To get fast convergence, we want to minimize $$\rho(T)$$. Find the value of $$\alpha>0$$ that minimizes the spectral radius $$\rho(T)^2=\beta=\max\{(1-\sqrt{\alpha\lambda_1})^2,(1-\sqrt{\alpha \lambda_n})\}$$. Show that then

$\rho(T) = \frac{\sqrt{\lambda_n}-\sqrt{\lambda_1}}{\sqrt{\lambda_n}+\sqrt{\lambda_1}}$

Hint: this is very similar to exercise 2c) of week 12

Like in exercise 2c) of week 12, we can argue that the max of these two functions is minimized precisely if

$(1-\sqrt{\alpha\lambda_1})=-(1-\sqrt{\alpha \lambda_n})$

This is equivalent to

$\alpha = \frac{4}{(\sqrt\lambda_n+\sqrt\lambda_1)^2}$

Plugging this in for $$\beta$$ gives

$\beta = \left(\frac{\sqrt{\lambda_n}-\sqrt{\lambda_1}}{\sqrt{\lambda_n}+\sqrt{\lambda_1}}\right)^2$

using $$\rho(T)=\sqrt{\beta}$$ gives the required result.

### Exercise 2f)¶

Exercise

Recall Gelfand’s formula for the spectral radius that tells us that

$\rho(T) = \lim_{k\to\infty}\|T^k\|^{\frac1k}.$

Therefore, for any $$\epsilon>0$$ we have for all $$k$$ sufficiently large that

$\|T^k\|\leq (\rho(T)+\epsilon)^k.$

Let $$\kappa=\lambda_n/\lambda_1$$ be the condition number of $$A$$. Show that for a good choice of $$\alpha,\beta$$ we have for all $$\epsilon>0$$ and $$k$$ sufficiently large that

$\begin{split}\left\|\begin{matrix}x_{k+1}-x_*\\x_k-x_*\end{matrix}\right\| \leq \left(\frac{\sqrt{\kappa}-1}{\sqrt{\kappa}+1}+\epsilon\right)^k\left\|\begin{matrix}x_{1}-x_*\\x_{0}-x_*\end{matrix}\right\|.\end{split}$

Up to the arbitrarily small term $$\varepsilon$$, this convergence rate matches the optimal rate that we have seen in the course.

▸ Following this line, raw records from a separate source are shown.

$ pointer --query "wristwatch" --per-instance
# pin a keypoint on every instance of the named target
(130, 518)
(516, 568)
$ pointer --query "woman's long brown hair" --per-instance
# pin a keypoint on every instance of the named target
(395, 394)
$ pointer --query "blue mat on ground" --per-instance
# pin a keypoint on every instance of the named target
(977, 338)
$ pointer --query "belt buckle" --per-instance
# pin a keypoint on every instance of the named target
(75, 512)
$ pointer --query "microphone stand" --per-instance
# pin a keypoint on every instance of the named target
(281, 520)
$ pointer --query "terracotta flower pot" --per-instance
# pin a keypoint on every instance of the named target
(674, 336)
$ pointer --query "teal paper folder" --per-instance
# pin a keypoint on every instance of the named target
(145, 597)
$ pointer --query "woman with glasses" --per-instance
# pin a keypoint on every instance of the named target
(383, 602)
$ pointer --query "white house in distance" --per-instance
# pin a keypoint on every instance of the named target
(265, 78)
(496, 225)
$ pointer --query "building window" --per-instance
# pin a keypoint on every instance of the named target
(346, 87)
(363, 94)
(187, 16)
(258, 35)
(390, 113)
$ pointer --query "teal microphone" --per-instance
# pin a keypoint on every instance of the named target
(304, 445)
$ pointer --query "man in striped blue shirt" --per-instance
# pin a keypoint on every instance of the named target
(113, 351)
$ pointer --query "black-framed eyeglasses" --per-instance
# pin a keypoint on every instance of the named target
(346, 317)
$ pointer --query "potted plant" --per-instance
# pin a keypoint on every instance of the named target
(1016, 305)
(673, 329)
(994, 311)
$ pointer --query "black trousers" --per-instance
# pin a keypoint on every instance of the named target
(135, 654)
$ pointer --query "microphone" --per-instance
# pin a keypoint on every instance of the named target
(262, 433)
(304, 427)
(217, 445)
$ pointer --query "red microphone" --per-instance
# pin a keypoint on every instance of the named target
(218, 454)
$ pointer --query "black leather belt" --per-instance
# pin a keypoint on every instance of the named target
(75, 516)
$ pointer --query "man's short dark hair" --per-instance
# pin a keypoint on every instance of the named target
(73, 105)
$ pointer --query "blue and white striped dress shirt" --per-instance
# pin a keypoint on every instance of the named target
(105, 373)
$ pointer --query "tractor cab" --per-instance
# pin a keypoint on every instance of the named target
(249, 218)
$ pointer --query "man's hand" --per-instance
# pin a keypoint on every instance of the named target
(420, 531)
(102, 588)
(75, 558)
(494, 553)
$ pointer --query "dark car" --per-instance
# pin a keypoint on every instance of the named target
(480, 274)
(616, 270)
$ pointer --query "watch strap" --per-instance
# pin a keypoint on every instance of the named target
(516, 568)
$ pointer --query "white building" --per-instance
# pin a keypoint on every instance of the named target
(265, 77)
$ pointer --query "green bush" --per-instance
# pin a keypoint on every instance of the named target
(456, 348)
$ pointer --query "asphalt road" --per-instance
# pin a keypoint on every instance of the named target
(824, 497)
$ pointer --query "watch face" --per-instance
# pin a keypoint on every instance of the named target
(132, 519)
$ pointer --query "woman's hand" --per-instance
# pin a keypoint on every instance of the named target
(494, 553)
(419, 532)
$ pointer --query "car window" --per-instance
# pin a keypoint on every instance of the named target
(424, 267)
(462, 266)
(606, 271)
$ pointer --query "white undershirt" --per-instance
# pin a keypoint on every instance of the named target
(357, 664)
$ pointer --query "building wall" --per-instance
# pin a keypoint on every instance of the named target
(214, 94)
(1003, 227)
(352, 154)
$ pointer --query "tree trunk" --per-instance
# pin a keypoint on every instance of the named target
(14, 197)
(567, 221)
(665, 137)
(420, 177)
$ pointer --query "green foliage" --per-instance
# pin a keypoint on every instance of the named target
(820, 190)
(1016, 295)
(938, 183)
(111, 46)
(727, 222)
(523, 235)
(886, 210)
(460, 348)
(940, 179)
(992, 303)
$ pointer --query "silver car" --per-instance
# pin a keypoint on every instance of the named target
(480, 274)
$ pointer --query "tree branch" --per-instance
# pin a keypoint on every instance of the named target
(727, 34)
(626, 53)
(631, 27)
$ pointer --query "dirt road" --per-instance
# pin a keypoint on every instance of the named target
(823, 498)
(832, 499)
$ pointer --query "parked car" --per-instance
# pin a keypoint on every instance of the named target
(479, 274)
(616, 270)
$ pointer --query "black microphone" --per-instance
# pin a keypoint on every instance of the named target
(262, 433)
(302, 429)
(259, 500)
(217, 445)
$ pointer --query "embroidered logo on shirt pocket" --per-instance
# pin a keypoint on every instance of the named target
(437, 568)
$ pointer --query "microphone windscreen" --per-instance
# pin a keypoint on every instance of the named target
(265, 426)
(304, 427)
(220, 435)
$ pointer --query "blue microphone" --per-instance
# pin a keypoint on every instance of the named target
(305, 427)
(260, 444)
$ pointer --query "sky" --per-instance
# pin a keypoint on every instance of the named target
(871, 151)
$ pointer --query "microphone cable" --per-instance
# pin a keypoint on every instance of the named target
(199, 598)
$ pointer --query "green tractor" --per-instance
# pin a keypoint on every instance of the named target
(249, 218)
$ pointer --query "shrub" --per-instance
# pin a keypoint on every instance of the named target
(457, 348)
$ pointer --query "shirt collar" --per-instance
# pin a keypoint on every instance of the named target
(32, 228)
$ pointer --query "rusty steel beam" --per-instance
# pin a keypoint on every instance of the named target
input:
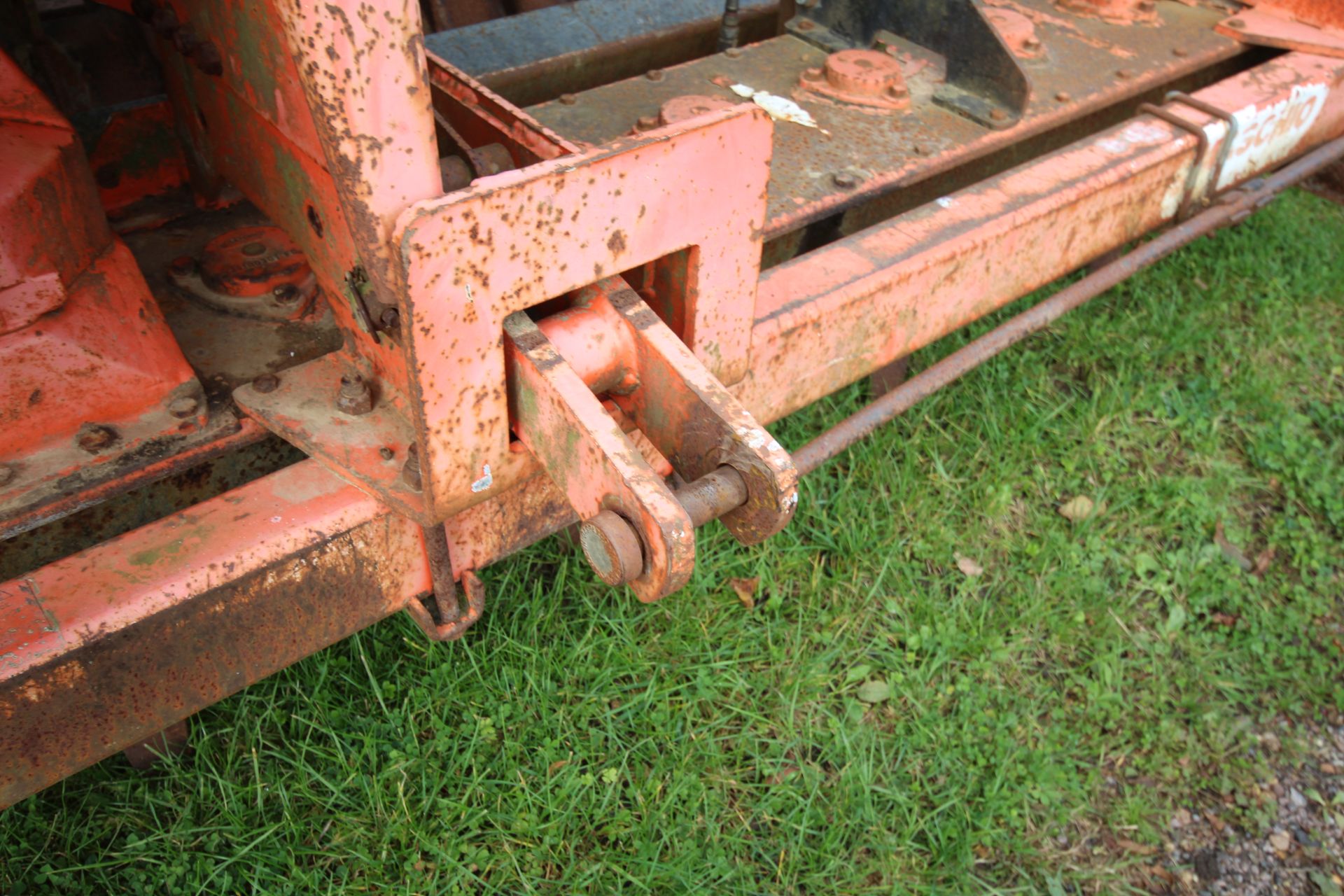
(836, 315)
(115, 644)
(1231, 209)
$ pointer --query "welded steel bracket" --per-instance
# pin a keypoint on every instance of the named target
(645, 533)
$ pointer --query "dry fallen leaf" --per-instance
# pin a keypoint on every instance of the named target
(745, 589)
(1262, 562)
(1230, 550)
(1130, 846)
(1077, 510)
(968, 566)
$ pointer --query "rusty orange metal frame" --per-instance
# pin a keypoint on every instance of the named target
(540, 347)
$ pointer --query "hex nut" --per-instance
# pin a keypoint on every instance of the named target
(354, 398)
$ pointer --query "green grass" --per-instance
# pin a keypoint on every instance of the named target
(1094, 675)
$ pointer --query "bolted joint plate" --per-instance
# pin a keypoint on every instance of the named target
(590, 458)
(696, 424)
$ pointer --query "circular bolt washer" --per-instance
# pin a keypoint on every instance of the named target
(612, 548)
(96, 437)
(690, 106)
(867, 78)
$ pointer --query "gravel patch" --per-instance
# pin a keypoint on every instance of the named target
(1303, 849)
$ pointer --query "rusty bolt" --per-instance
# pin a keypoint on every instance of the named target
(612, 548)
(286, 293)
(183, 407)
(96, 437)
(410, 472)
(355, 397)
(209, 59)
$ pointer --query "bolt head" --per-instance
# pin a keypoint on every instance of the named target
(96, 437)
(183, 407)
(355, 398)
(286, 293)
(612, 548)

Firs of all note simply that

$\rho(T) = \frac{\sqrt{\lambda_n}-\sqrt{\lambda_1}}{\sqrt{\lambda_n}+\sqrt{\lambda_1}}=\frac{\sqrt{\kappa}-1}{\sqrt{\kappa}+1}$

From exercise 2a) we have that

$\begin{split}\begin{pmatrix}x_{k+1}-x_*\\x_k-x_*\end{pmatrix} = T\begin{pmatrix}x_{k}-x_*\\x_{k-1}-x_*\end{pmatrix}\end{split}$

Hence

$\begin{split}\left\|\begin{matrix}x_{k+1}-x_*\\x_k-x_*\end{matrix}\right\| \leq \|T\|\left\|\begin{matrix}x_{k}-x_*\\x_{k-1}-x_*\end{matrix}\right\|\end{split}$

By induction

$\begin{split}\left\|\begin{matrix}x_{k+1}-x_*\\x_k-x_*\end{matrix}\right\| \leq \|T\|^k\left\|\begin{matrix}x_{1}-x_*\\x_{0}-x_*\end{matrix}\right\|\end{split}$

Then using the remark about Gelfand’s formula together with the expression for $$\rho(T)$$ gives the result.